BTN Luncurkan Kredit Pendidikan untuk Mahasiswa S1 hingga S3
Tuesday, 10 April 2018
BTN Luncurkan Kredit Pendidikan untuk Mahasiswa S1 hingga S3

PT Bank Tabungan Negara (Persero) Tbk meluncurkan kredit untuk memenuhi kebutuhan pendidikan dengan jumlah yang bisa dipinjam hingga Rp200 juta. Kemudian bunga yang diberikan sebesar 6,5 persen flat selama lima tahun dan berlaku untuk mahasiswa S1, S2, dan S3.

Meski BTN merupakan leader di sektor kredit perumahan rakyat (KPR), namun saat ini masyarakat Indonesia tak hanya menempatkan hunian sebagai kebutuhan primer. Untuk itu, BTN muIai memperluas sektor bisnisnya di bidang pendidikan.

"Melalui kredit pendidikan ini, kami ikut berpartisipasi memenuhi kebutuhan pendidikan untuk meningkatkan kualitas SDM Indonesia," ujar Direktur Utama BTN Maryono dalam acara peluncuran di Kementerian Riset, Teknologi, dan Pendidikan Tinggi, Jakarta, Selasa (10/4/2018).

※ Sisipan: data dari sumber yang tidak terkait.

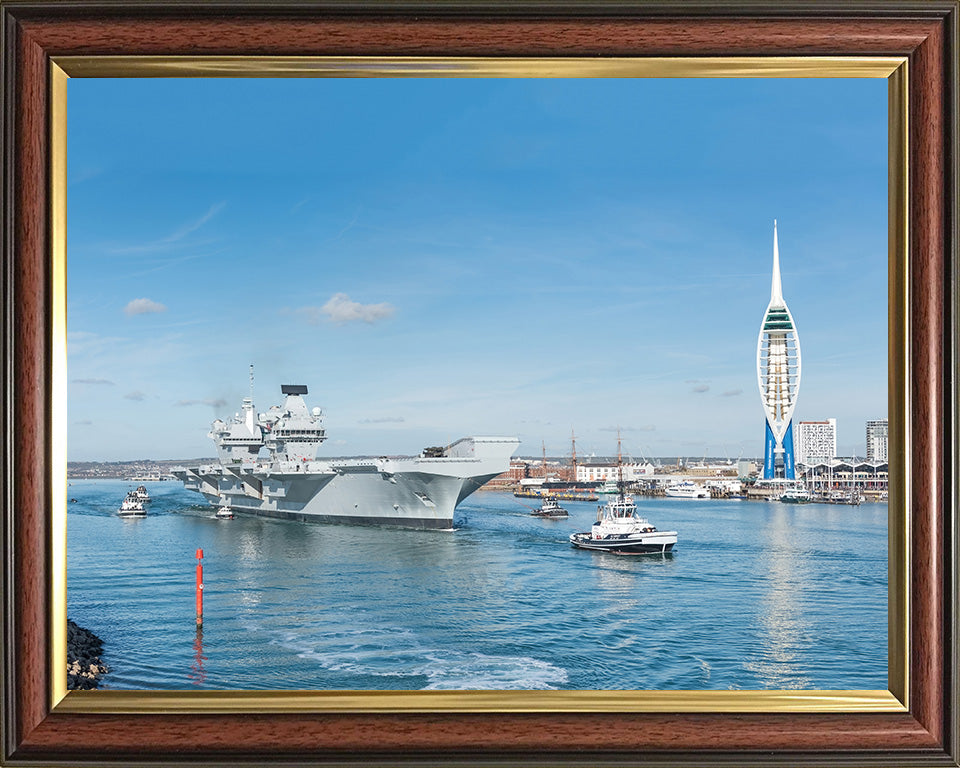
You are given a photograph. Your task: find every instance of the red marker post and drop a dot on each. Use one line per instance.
(199, 588)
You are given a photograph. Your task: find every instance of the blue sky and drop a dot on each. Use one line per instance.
(436, 258)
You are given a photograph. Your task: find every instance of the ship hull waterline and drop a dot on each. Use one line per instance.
(648, 545)
(352, 495)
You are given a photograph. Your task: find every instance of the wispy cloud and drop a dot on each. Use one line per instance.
(143, 307)
(174, 237)
(341, 309)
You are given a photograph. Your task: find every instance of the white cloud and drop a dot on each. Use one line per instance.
(341, 309)
(214, 403)
(176, 236)
(143, 307)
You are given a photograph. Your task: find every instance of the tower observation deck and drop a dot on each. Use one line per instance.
(778, 374)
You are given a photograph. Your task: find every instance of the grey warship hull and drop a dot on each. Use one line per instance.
(412, 492)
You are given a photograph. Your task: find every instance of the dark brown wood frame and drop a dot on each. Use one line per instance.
(925, 32)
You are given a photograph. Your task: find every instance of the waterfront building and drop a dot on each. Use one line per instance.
(778, 374)
(877, 432)
(839, 474)
(599, 473)
(816, 440)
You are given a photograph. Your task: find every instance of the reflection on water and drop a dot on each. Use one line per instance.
(756, 595)
(197, 674)
(784, 628)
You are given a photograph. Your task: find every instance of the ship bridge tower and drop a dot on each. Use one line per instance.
(778, 374)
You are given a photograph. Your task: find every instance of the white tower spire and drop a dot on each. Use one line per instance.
(776, 290)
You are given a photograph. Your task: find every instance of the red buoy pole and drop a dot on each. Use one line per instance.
(199, 588)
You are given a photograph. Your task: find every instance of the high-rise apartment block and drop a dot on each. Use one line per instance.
(877, 431)
(816, 441)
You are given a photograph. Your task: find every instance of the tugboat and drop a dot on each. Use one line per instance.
(224, 512)
(550, 508)
(620, 530)
(131, 507)
(795, 494)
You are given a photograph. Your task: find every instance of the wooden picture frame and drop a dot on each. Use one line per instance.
(40, 728)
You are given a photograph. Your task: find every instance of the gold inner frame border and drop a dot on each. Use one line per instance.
(895, 699)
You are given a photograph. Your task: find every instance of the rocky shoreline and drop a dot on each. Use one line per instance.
(84, 667)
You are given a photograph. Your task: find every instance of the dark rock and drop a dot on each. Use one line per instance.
(84, 667)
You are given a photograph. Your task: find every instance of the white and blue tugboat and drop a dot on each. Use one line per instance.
(620, 530)
(131, 506)
(550, 508)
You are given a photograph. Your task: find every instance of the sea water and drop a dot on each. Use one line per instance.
(756, 595)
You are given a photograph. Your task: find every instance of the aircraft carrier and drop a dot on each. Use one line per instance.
(267, 465)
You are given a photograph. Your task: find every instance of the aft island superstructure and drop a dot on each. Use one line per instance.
(290, 482)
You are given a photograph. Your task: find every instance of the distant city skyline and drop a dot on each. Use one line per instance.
(436, 258)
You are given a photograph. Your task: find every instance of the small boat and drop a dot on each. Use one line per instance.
(687, 489)
(550, 508)
(795, 494)
(620, 530)
(224, 511)
(131, 507)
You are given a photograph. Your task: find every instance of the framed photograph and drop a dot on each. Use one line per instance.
(150, 48)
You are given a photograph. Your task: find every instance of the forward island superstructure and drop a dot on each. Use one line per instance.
(290, 482)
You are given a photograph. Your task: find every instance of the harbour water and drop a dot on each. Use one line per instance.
(756, 595)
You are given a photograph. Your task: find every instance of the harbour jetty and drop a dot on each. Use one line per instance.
(84, 667)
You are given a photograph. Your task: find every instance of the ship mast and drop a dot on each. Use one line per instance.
(619, 464)
(573, 448)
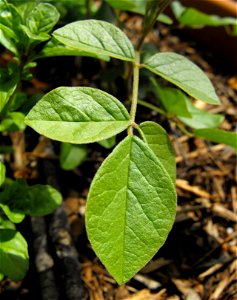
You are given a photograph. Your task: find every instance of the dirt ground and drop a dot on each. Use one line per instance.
(198, 261)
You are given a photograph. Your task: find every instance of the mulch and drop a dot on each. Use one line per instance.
(198, 260)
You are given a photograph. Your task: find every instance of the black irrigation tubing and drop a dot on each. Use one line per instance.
(43, 260)
(65, 251)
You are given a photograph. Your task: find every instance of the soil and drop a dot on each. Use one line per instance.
(198, 260)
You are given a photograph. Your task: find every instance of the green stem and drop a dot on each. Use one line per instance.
(152, 107)
(136, 67)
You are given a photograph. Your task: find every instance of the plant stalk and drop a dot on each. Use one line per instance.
(152, 107)
(136, 67)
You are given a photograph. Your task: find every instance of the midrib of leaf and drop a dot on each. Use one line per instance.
(126, 205)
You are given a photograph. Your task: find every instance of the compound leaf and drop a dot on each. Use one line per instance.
(158, 140)
(183, 73)
(14, 260)
(78, 115)
(218, 136)
(130, 208)
(98, 37)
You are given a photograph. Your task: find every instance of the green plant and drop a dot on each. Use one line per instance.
(132, 200)
(20, 33)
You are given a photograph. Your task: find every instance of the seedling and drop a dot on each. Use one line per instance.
(132, 200)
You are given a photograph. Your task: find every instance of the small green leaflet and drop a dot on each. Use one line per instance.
(130, 209)
(218, 136)
(15, 217)
(98, 37)
(183, 73)
(14, 260)
(158, 140)
(2, 173)
(71, 156)
(78, 115)
(8, 83)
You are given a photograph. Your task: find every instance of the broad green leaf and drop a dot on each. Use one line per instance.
(108, 143)
(137, 6)
(14, 121)
(71, 156)
(200, 118)
(130, 208)
(42, 36)
(7, 39)
(98, 37)
(172, 99)
(189, 16)
(10, 17)
(2, 173)
(8, 82)
(42, 18)
(158, 140)
(6, 224)
(15, 217)
(153, 10)
(78, 115)
(36, 200)
(218, 136)
(10, 31)
(14, 259)
(183, 73)
(55, 48)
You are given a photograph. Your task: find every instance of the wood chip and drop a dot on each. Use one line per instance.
(183, 184)
(223, 212)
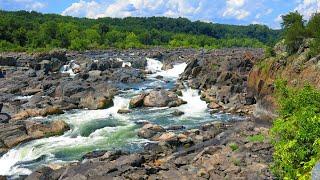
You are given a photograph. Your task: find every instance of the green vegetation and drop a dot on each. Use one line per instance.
(23, 31)
(256, 138)
(296, 133)
(234, 146)
(296, 30)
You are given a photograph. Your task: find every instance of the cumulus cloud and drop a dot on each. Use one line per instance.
(30, 4)
(225, 11)
(308, 7)
(125, 8)
(83, 9)
(235, 9)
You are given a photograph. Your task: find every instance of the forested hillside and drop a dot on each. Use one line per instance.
(22, 31)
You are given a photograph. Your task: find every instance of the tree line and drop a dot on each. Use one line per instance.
(25, 31)
(297, 31)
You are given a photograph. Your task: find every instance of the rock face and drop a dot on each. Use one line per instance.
(96, 101)
(150, 130)
(137, 101)
(216, 151)
(4, 117)
(162, 98)
(156, 98)
(14, 133)
(222, 76)
(297, 69)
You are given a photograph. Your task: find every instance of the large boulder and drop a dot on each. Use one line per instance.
(150, 130)
(40, 130)
(137, 101)
(14, 133)
(6, 60)
(162, 98)
(27, 113)
(94, 101)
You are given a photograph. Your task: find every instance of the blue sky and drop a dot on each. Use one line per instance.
(218, 11)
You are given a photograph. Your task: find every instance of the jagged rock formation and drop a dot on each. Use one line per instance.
(222, 76)
(297, 69)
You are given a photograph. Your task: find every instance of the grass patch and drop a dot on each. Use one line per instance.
(256, 138)
(234, 146)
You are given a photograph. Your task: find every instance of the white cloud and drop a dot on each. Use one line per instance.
(83, 8)
(30, 4)
(234, 9)
(308, 7)
(125, 8)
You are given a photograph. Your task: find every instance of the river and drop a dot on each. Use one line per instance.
(106, 129)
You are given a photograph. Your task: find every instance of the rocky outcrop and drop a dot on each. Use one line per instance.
(222, 75)
(156, 98)
(137, 101)
(24, 114)
(215, 151)
(95, 101)
(162, 98)
(297, 70)
(14, 133)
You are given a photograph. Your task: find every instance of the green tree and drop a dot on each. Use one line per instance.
(294, 31)
(296, 133)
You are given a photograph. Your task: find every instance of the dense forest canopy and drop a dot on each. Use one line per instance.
(22, 30)
(299, 32)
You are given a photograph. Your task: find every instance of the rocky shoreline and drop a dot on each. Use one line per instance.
(214, 151)
(52, 83)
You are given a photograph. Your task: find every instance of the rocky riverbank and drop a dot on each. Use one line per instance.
(217, 150)
(48, 84)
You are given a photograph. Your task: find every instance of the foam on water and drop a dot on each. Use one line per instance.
(10, 163)
(153, 65)
(106, 129)
(68, 68)
(195, 106)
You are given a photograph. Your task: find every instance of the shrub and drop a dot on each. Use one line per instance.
(256, 138)
(234, 146)
(296, 133)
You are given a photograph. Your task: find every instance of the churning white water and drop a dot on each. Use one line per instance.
(195, 106)
(69, 68)
(12, 162)
(105, 129)
(153, 65)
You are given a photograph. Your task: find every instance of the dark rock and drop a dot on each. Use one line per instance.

Kredit pendidikan milik BTN tersebut dapat dinikmati debitur existing  BTN. Debitur existing ini merupakan nasabah KPR atau Kredit PemiIikan Apartemen (KPA), baik subsidi maupun non-subsidi. Kemudian, nasabah Kredit Agunan Rumah (KAR) debitur existing dengan penghasilan tetap maupun tidak tetap dapat mengakses pinjaman tersebut.

Melalui kredit pendidikan dengan fasiIitas KAR BTN Top Up, debitur existing bisa menggunakan dana pinjaman untuk memenuhi kebutuhan biaya pendidikan di antaranya biaya masuk sekolah atau kuliah, biaya sumbangan pembinaan pendidikan (SPP), daftar ulang, dan kebutuhan penunjang pendidikan lainnya.

Pada kesempatan yang sama, Menteri Ristekdikti Muhammad Nasir berharap, kredit pendidikan ini ke depannya bisa mengantarkan anak bangsa menyelesaikan perguruan tingginya sampai akhir. "Harapannya mereka bisa cari pekerjaan dengan baik dan mampu bayar utang kredit pendidikan dengan baik," ucapnya.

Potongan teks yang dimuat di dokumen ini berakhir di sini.